Fortunately for Vicky, the five other students to arrive from Haiti and also enroll at Sacred Heart and the scores of children who have – or had – relatives in the nation, at the Catholic school counseling is just a “raised hand” away.

“We are very fortunate to have social workers and a partnership with St. John’s,” said Sacred Heart Principal Ivonne Smith, adding that some children with relatives in Haiti have asked to speak to the counselors. “It’s a matter of being there for the children.”

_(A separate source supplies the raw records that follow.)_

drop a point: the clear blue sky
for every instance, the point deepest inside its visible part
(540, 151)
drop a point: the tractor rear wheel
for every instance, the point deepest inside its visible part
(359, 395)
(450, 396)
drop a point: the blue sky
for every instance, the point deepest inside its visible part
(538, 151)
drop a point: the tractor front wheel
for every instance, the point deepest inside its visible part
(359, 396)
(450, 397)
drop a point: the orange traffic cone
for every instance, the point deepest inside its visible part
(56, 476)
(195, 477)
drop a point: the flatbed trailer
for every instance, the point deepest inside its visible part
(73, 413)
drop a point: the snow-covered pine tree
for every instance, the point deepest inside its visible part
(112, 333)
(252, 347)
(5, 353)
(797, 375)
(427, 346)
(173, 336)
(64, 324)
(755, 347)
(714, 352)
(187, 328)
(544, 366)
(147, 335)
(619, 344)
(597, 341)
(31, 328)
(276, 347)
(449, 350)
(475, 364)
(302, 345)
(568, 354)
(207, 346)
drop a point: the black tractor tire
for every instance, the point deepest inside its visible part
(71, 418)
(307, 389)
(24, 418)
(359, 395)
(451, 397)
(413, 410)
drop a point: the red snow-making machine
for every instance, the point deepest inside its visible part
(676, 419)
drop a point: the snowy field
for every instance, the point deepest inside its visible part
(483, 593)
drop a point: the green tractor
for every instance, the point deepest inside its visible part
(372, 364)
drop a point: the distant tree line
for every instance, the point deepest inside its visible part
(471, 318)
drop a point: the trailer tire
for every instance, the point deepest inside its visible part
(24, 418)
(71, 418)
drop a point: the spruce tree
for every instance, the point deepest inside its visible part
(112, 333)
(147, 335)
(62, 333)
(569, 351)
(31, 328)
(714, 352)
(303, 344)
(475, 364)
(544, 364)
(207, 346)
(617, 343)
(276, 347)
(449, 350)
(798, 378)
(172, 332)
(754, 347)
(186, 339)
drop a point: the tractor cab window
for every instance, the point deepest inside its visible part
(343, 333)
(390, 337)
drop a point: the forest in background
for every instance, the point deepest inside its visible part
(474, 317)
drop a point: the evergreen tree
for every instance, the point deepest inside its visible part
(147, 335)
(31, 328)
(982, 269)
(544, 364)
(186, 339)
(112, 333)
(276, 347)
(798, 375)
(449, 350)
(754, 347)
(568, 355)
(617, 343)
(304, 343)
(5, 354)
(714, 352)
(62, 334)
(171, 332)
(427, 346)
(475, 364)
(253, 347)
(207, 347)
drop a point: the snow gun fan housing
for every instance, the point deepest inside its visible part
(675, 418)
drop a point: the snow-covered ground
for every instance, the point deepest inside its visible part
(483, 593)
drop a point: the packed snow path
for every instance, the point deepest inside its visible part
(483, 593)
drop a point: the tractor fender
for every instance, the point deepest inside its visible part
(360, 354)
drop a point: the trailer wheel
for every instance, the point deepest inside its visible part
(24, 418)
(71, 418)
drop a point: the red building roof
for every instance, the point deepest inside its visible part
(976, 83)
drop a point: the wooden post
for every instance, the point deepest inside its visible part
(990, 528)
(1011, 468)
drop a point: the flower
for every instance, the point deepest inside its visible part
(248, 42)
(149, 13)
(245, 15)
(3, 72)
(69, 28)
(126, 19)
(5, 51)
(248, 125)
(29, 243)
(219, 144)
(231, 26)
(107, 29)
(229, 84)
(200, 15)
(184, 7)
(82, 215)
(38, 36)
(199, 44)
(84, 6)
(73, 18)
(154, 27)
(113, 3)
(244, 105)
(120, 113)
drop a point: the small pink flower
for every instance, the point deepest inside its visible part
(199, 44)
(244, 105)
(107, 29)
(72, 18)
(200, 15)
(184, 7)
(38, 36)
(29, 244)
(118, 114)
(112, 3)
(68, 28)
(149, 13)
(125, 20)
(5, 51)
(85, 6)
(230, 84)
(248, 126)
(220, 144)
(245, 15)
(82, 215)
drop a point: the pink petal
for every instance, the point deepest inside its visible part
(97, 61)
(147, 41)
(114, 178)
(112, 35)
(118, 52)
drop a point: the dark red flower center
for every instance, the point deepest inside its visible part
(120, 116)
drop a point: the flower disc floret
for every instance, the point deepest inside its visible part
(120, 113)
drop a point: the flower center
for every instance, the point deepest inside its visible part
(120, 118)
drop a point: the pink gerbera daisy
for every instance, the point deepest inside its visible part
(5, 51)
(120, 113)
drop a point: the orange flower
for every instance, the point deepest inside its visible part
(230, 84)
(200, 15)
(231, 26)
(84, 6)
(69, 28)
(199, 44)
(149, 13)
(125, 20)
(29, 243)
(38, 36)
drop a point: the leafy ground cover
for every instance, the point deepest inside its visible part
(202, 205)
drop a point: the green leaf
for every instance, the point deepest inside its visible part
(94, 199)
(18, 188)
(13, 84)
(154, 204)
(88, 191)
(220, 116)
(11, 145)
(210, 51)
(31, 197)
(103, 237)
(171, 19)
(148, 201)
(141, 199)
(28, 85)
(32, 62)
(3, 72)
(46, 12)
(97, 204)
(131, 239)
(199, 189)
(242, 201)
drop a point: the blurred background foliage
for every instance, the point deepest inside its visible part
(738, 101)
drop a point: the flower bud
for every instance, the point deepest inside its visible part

Smith referred to the work that Dr. Renee Clauselle, director of School-based Mental Health programs at the Center for Psychological Services at St. John’s University, had set up at the school. Sacred Heart has had a partnership with Clauselle’s School Affiliate Program for the past four years and psychologists would visit the school at least twice a week. Since the earthquake, however, Clauselle’s team has been there everyday.

“We do know that the children speak to each other and make comments,” said Smith. “The children that were here and saw the television [images] and the news reels, they have concerns especially if they have relatives there. It’s nerve wrecking.”

Clauselle explained that usually kids don’t have an opportunity to talk about how they feel and do it in a way that keeps their routine at school, so they act out. “It’s an anxiety issue they have,” said Clauselle.

“What’s really important during trauma is that the authority figures, who are watching over the kids, keep them in a normal routine,” said Clauselle. “They need to do whatever they can to make them feel safe.”

In addition to the counseling at Sacred Heart, both children and adult Haitians in the community have taken advantage of the counseling at the organization Haitians-Americans United for Progress (HAUP) on Linden Boulevard in Cambria Heights, who, according to its Executive Director, Elsie St. Louis Accilien, has had step up its services.

“HAUP has had no choice. People just come through the doors because we have a physical location,” said Accilien. “We have made more counseling available if they need it … Since January 12, our life changed dramatically.”

Though Vicky hasn’t manifested any signs of trauma in school, according to Milord, Milord described an instance on Friday, February 19 when the two sat down to eat at a Panera food restaurant in Long Island. That particular location had walls made of stone and Vicky asked her, “Mommy are they real or are they plastic?”

“I touched them before I told her – and I probably shouldn’t have told her – but I told her they were real,” said Milord. “Vicky then said, ‘If we had an earthquake in the restaurant right now, would we get buried under it?’”

Milord has tried to reassure her daughter the best she could, like during another time when the wind blew into the dining room and startled Vicky. Vicky said that it was the type of wind that came before the earthquake in Haiti.

“I pulled her towards me and hugged her,” said Milord. “I told her that she’s safe with me.”